We leverage on Information Theory and a Lattice structure of partitions defined on the input space of the systems under test (SUT), treated as black-box: we only require access to input/output (I/O) interfaces. We develop an algorithm that investigates I/O causal relationships by performing Conditional Independence Testing via Conditional Mutual Information (CMI). The idea is look for the smallest subset of input variables (input part) that when altered cause a change in the output (or given output part). An elimination strategy is used to build explanations, excluding input variables with null CMI.
The three core pillars of our research are summarized below:
1) Information-Theory grounded General Causal Explanation Framework: evaluation of the methodology in different application areas.
We show the versatility of our method in testing software and properties of different nature. We start focusing on Machine Learning-based predictive systems involving sensitive input categories, Programs implementing security policies and Image recognition systems. After dealing with Fairness, Information leakage and misclassification in black-box scenarios, we'll introduce a fourth white-box case study. With the growing number of studies focused on testing Social Network platforms, we find interesting to adopt our explanation methodology to model simulated social interactions by leveraging on causal reasoning.
2) Enhance Software Testing Performance adding Statistical Guarantee.
We aim to improve our Test Set and information-theoretic measurements' quality by providing our testing approach with statistical guarantee. We investigate existing statistical methods used for estimating Mutual Information looking for the most suitable in the context of our study, that comes with a good statistical confidence level. This would allow to: provide more rigorous findings, argue that the detected influential and non-influential parts are correct with a high-level confidence; release our findings from approximations and test suite size.
3) Generalise Causal Analysis with Directed Information (DI).
We discuss the link between Granger Causality and DI Theory showing that DI algebraic structure, simplified to our scenarios, aligns with CMI. Expand our generalised approach using DI becomes thus a compelling direction for our research, especially w.r.t. more complex scenarios where the direction of the I/O relationship is ambiguous. An interesting application context is given by interactive programs (webpages, editors) where the information can flow in different directions, given the existence of multiple users interacting with the program simultaneously.
We expect to deliver a broad range of contributions both to users and developers, enabling informed usage of critical software systems, detecting and mitigating threats to fairness and security, and enhancing the overall q

Planned Impact

The EPSRC Centre for Doctoral Training in Cybersecurity will train over 55 experts in multi-disciplinary aspects of cybersecurity, from engineering to crime science and public policy.

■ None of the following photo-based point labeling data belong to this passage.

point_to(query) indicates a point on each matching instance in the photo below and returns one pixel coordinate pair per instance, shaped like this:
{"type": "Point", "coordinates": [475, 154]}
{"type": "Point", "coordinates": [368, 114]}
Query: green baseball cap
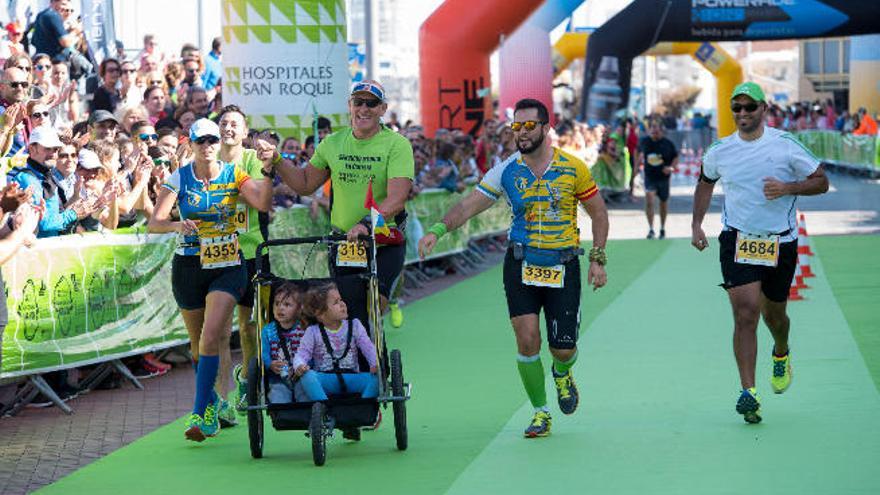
{"type": "Point", "coordinates": [750, 89]}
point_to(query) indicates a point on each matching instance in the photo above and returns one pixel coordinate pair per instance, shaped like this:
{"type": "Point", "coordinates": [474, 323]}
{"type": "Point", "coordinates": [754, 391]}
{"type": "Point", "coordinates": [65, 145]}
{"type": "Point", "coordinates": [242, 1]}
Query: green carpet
{"type": "Point", "coordinates": [852, 265]}
{"type": "Point", "coordinates": [658, 387]}
{"type": "Point", "coordinates": [459, 353]}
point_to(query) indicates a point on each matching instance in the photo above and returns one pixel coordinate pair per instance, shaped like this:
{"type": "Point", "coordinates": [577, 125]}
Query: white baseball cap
{"type": "Point", "coordinates": [202, 128]}
{"type": "Point", "coordinates": [88, 159]}
{"type": "Point", "coordinates": [46, 137]}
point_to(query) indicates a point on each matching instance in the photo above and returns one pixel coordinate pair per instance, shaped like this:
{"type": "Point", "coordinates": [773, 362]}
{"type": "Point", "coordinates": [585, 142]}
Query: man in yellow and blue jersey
{"type": "Point", "coordinates": [543, 186]}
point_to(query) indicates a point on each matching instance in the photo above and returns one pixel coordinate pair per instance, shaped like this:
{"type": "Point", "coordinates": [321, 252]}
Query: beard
{"type": "Point", "coordinates": [529, 148]}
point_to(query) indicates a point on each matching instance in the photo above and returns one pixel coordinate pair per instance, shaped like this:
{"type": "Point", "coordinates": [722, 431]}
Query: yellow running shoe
{"type": "Point", "coordinates": [780, 380]}
{"type": "Point", "coordinates": [540, 426]}
{"type": "Point", "coordinates": [749, 405]}
{"type": "Point", "coordinates": [396, 315]}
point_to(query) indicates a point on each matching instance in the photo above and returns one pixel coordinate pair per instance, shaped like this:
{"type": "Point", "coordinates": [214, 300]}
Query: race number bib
{"type": "Point", "coordinates": [351, 254]}
{"type": "Point", "coordinates": [242, 219]}
{"type": "Point", "coordinates": [219, 252]}
{"type": "Point", "coordinates": [543, 276]}
{"type": "Point", "coordinates": [757, 250]}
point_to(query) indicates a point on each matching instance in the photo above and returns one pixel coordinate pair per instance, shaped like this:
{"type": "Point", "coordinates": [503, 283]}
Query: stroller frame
{"type": "Point", "coordinates": [319, 419]}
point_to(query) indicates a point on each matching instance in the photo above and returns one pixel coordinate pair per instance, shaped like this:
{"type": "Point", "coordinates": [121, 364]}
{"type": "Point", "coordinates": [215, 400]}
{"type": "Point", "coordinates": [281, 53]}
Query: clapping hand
{"type": "Point", "coordinates": [12, 196]}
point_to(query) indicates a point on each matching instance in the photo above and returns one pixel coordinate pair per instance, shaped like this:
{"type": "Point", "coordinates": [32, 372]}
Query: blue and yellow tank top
{"type": "Point", "coordinates": [213, 204]}
{"type": "Point", "coordinates": [544, 209]}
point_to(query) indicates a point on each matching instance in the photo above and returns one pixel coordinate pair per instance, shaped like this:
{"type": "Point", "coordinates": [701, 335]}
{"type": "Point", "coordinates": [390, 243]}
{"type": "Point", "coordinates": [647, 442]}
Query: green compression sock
{"type": "Point", "coordinates": [531, 371]}
{"type": "Point", "coordinates": [561, 367]}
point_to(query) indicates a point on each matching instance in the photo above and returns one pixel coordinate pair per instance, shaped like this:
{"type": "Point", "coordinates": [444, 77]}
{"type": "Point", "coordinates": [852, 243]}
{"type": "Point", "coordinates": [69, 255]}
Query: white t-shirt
{"type": "Point", "coordinates": [742, 166]}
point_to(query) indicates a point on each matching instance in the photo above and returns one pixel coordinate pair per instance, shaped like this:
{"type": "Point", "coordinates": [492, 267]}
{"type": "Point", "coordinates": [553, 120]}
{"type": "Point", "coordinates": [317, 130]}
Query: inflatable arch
{"type": "Point", "coordinates": [727, 71]}
{"type": "Point", "coordinates": [455, 44]}
{"type": "Point", "coordinates": [525, 56]}
{"type": "Point", "coordinates": [644, 23]}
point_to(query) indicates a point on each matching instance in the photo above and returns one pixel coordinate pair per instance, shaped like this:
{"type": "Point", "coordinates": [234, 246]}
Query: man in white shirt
{"type": "Point", "coordinates": [763, 171]}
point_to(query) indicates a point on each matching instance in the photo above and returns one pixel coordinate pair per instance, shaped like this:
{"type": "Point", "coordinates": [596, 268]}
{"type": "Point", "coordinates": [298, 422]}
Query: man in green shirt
{"type": "Point", "coordinates": [352, 158]}
{"type": "Point", "coordinates": [233, 131]}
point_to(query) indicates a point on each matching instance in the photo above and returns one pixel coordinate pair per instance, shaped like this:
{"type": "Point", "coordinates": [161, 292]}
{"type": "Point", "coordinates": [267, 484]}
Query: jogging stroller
{"type": "Point", "coordinates": [319, 419]}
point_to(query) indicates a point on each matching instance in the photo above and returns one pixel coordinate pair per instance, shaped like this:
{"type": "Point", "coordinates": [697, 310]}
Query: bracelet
{"type": "Point", "coordinates": [598, 255]}
{"type": "Point", "coordinates": [439, 229]}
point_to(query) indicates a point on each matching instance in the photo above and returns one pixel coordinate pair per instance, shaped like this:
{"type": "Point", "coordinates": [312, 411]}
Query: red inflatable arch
{"type": "Point", "coordinates": [455, 44]}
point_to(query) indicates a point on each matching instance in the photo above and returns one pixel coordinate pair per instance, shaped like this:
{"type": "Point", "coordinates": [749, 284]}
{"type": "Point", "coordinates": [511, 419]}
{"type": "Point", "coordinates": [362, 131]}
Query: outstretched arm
{"type": "Point", "coordinates": [472, 205]}
{"type": "Point", "coordinates": [702, 198]}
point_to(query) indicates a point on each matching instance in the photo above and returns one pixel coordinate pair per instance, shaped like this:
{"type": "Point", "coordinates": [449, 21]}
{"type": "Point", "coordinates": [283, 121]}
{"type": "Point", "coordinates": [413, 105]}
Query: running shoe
{"type": "Point", "coordinates": [396, 315]}
{"type": "Point", "coordinates": [155, 362]}
{"type": "Point", "coordinates": [226, 414]}
{"type": "Point", "coordinates": [749, 405]}
{"type": "Point", "coordinates": [211, 423]}
{"type": "Point", "coordinates": [540, 426]}
{"type": "Point", "coordinates": [194, 428]}
{"type": "Point", "coordinates": [566, 392]}
{"type": "Point", "coordinates": [239, 394]}
{"type": "Point", "coordinates": [781, 378]}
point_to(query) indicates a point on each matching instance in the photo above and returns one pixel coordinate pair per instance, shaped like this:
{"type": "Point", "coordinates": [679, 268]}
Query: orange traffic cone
{"type": "Point", "coordinates": [799, 278]}
{"type": "Point", "coordinates": [803, 237]}
{"type": "Point", "coordinates": [793, 294]}
{"type": "Point", "coordinates": [804, 265]}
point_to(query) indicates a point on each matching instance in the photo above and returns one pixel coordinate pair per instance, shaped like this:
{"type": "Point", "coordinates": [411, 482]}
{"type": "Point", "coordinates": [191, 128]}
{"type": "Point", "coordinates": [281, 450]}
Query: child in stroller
{"type": "Point", "coordinates": [281, 338]}
{"type": "Point", "coordinates": [328, 345]}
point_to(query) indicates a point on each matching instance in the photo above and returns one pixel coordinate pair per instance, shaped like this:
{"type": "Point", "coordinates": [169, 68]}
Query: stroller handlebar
{"type": "Point", "coordinates": [293, 241]}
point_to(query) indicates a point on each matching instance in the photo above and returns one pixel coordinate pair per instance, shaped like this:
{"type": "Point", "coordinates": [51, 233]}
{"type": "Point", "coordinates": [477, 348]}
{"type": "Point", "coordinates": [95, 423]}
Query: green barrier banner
{"type": "Point", "coordinates": [82, 299]}
{"type": "Point", "coordinates": [861, 151]}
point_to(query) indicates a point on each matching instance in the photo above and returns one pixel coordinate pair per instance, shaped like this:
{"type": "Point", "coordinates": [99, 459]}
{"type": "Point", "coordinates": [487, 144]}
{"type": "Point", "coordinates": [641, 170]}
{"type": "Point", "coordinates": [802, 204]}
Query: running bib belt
{"type": "Point", "coordinates": [757, 250]}
{"type": "Point", "coordinates": [543, 276]}
{"type": "Point", "coordinates": [219, 252]}
{"type": "Point", "coordinates": [351, 254]}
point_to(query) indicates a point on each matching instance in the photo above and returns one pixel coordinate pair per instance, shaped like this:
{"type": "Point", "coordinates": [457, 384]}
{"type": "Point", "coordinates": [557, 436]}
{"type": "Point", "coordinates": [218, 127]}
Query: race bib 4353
{"type": "Point", "coordinates": [219, 252]}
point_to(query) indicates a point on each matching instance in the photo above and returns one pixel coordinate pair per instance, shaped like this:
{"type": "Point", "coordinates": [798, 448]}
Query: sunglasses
{"type": "Point", "coordinates": [748, 107]}
{"type": "Point", "coordinates": [207, 140]}
{"type": "Point", "coordinates": [528, 125]}
{"type": "Point", "coordinates": [369, 102]}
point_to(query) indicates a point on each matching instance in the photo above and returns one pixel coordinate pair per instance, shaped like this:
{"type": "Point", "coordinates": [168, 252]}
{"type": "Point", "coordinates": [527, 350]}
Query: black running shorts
{"type": "Point", "coordinates": [561, 306]}
{"type": "Point", "coordinates": [190, 283]}
{"type": "Point", "coordinates": [775, 281]}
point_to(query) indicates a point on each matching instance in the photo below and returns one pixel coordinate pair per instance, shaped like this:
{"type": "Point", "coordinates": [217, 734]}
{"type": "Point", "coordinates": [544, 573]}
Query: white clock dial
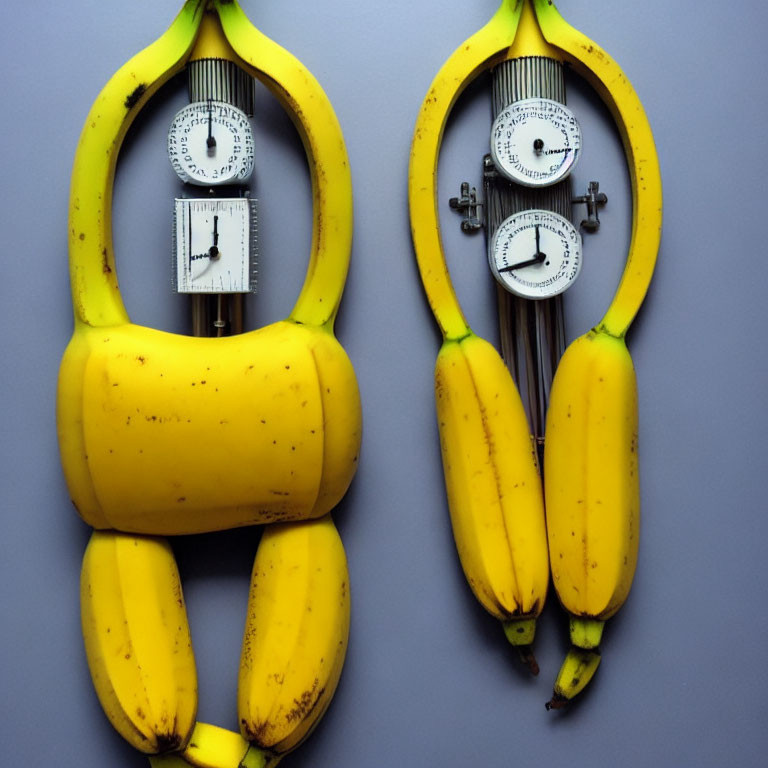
{"type": "Point", "coordinates": [214, 245]}
{"type": "Point", "coordinates": [535, 254]}
{"type": "Point", "coordinates": [535, 142]}
{"type": "Point", "coordinates": [211, 143]}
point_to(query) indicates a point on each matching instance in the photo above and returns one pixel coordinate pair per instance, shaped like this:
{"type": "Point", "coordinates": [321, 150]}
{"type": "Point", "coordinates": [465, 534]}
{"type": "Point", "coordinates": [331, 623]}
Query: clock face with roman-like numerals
{"type": "Point", "coordinates": [215, 245]}
{"type": "Point", "coordinates": [535, 142]}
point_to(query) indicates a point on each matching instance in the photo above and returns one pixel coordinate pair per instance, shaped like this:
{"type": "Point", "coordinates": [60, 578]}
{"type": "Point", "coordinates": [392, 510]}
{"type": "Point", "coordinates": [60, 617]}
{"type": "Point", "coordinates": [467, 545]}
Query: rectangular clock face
{"type": "Point", "coordinates": [214, 245]}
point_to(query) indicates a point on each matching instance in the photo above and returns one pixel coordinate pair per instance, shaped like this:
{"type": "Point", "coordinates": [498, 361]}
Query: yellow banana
{"type": "Point", "coordinates": [295, 634]}
{"type": "Point", "coordinates": [168, 434]}
{"type": "Point", "coordinates": [493, 485]}
{"type": "Point", "coordinates": [137, 640]}
{"type": "Point", "coordinates": [591, 485]}
{"type": "Point", "coordinates": [214, 747]}
{"type": "Point", "coordinates": [176, 433]}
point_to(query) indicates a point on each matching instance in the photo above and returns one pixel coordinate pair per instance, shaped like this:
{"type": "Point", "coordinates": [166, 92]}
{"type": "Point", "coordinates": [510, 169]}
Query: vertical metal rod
{"type": "Point", "coordinates": [532, 333]}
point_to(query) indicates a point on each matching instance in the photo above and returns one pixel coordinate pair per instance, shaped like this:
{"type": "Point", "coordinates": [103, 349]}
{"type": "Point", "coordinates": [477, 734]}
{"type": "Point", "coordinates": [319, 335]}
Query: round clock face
{"type": "Point", "coordinates": [535, 254]}
{"type": "Point", "coordinates": [211, 143]}
{"type": "Point", "coordinates": [214, 245]}
{"type": "Point", "coordinates": [535, 142]}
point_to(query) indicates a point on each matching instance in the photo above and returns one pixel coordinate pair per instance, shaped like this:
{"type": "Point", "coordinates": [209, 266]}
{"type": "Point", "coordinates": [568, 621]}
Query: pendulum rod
{"type": "Point", "coordinates": [532, 333]}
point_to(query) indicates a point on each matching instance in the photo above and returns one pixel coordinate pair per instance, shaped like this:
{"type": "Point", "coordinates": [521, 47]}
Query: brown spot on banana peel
{"type": "Point", "coordinates": [135, 95]}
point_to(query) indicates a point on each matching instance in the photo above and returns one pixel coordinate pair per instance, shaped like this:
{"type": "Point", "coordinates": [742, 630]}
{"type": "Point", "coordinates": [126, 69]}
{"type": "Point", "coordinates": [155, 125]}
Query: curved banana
{"type": "Point", "coordinates": [161, 433]}
{"type": "Point", "coordinates": [295, 635]}
{"type": "Point", "coordinates": [137, 640]}
{"type": "Point", "coordinates": [493, 485]}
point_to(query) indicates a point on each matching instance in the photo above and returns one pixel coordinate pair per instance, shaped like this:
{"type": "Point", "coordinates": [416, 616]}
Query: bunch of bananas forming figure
{"type": "Point", "coordinates": [582, 522]}
{"type": "Point", "coordinates": [275, 412]}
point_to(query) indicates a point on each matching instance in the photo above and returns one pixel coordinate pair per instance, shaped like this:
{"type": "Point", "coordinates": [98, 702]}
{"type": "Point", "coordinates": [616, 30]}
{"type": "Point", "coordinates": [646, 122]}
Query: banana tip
{"type": "Point", "coordinates": [556, 702]}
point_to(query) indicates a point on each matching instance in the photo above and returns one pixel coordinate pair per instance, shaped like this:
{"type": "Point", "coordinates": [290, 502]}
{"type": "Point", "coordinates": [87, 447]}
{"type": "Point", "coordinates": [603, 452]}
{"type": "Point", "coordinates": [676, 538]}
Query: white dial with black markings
{"type": "Point", "coordinates": [535, 254]}
{"type": "Point", "coordinates": [214, 245]}
{"type": "Point", "coordinates": [535, 142]}
{"type": "Point", "coordinates": [211, 143]}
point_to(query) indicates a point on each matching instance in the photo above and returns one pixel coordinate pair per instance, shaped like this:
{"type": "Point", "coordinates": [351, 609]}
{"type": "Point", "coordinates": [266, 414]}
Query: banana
{"type": "Point", "coordinates": [577, 670]}
{"type": "Point", "coordinates": [137, 640]}
{"type": "Point", "coordinates": [166, 434]}
{"type": "Point", "coordinates": [592, 487]}
{"type": "Point", "coordinates": [493, 485]}
{"type": "Point", "coordinates": [295, 634]}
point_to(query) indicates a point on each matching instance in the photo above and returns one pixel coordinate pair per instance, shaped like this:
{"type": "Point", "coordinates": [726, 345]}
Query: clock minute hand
{"type": "Point", "coordinates": [213, 251]}
{"type": "Point", "coordinates": [537, 258]}
{"type": "Point", "coordinates": [210, 142]}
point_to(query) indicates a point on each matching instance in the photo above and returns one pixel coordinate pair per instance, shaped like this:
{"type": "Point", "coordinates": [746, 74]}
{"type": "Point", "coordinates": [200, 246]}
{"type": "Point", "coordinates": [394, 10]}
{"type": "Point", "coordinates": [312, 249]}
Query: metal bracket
{"type": "Point", "coordinates": [592, 199]}
{"type": "Point", "coordinates": [467, 204]}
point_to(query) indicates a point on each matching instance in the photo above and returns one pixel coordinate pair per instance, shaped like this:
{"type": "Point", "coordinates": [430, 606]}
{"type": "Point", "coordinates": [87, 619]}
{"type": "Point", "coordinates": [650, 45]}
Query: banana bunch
{"type": "Point", "coordinates": [163, 434]}
{"type": "Point", "coordinates": [591, 488]}
{"type": "Point", "coordinates": [139, 650]}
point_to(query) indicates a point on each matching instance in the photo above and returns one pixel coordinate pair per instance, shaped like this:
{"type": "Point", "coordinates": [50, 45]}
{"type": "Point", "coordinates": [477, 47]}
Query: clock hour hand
{"type": "Point", "coordinates": [538, 257]}
{"type": "Point", "coordinates": [213, 251]}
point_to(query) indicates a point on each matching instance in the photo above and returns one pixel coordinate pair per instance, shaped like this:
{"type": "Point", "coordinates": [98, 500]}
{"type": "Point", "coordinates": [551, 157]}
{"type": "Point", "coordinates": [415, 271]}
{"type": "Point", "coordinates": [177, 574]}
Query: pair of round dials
{"type": "Point", "coordinates": [535, 254]}
{"type": "Point", "coordinates": [210, 143]}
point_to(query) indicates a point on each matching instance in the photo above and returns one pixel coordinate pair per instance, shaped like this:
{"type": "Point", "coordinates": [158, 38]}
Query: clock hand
{"type": "Point", "coordinates": [210, 141]}
{"type": "Point", "coordinates": [538, 257]}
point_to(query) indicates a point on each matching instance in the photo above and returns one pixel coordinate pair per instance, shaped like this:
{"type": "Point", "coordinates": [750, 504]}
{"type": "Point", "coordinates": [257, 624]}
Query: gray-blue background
{"type": "Point", "coordinates": [429, 679]}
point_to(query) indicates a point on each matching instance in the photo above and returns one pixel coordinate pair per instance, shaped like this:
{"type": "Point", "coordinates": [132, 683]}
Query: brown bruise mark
{"type": "Point", "coordinates": [135, 95]}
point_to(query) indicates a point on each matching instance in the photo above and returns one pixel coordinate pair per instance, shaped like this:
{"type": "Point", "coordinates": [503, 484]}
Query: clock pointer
{"type": "Point", "coordinates": [538, 257]}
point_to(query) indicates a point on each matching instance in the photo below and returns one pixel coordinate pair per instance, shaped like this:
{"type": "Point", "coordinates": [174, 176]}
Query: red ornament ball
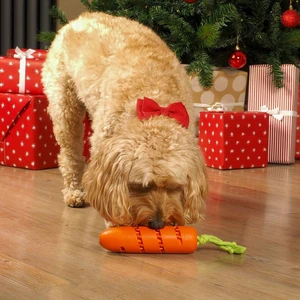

Short term impacts are associated with the research outputs of the 55+ research projects that will be undertaken as part of the doctoral studies of CDT students. Each project will tackle an important cybersecurity problem, propose and evaluate solutions, interventions and policy options. Students will publish those in international peer-reviewed journals, but also disseminate those through blog posts and material geared towards decision makers and experts in adjacent fields. Through industry placements relating to their projects, all students will have the opportunity to implement and evaluate their ideas within real-world organizations, to achieve short term impact in solving cybersecurity problems.

In the longer term graduates of the CDT will assume leading positions within industry, goverment, law enforcement, the third sector and academia to increase the capacity of the UK in being a leader in cybersecurity. From those leadership positions they will assess options and formulate effective interventions to tackle cybercrime, secure the UK's infrastructure, establish norms of cooperation between industries and government to secure IT systems, and become leading researcher and scholars further increasing the UK's capacity in cybersecurity in the years to come. The last impact is likely to be significant give that currently many higher education training programs do not have capacity to provide cybersecurity training at undergraduate or graduate levels, particularly in non-technical fields.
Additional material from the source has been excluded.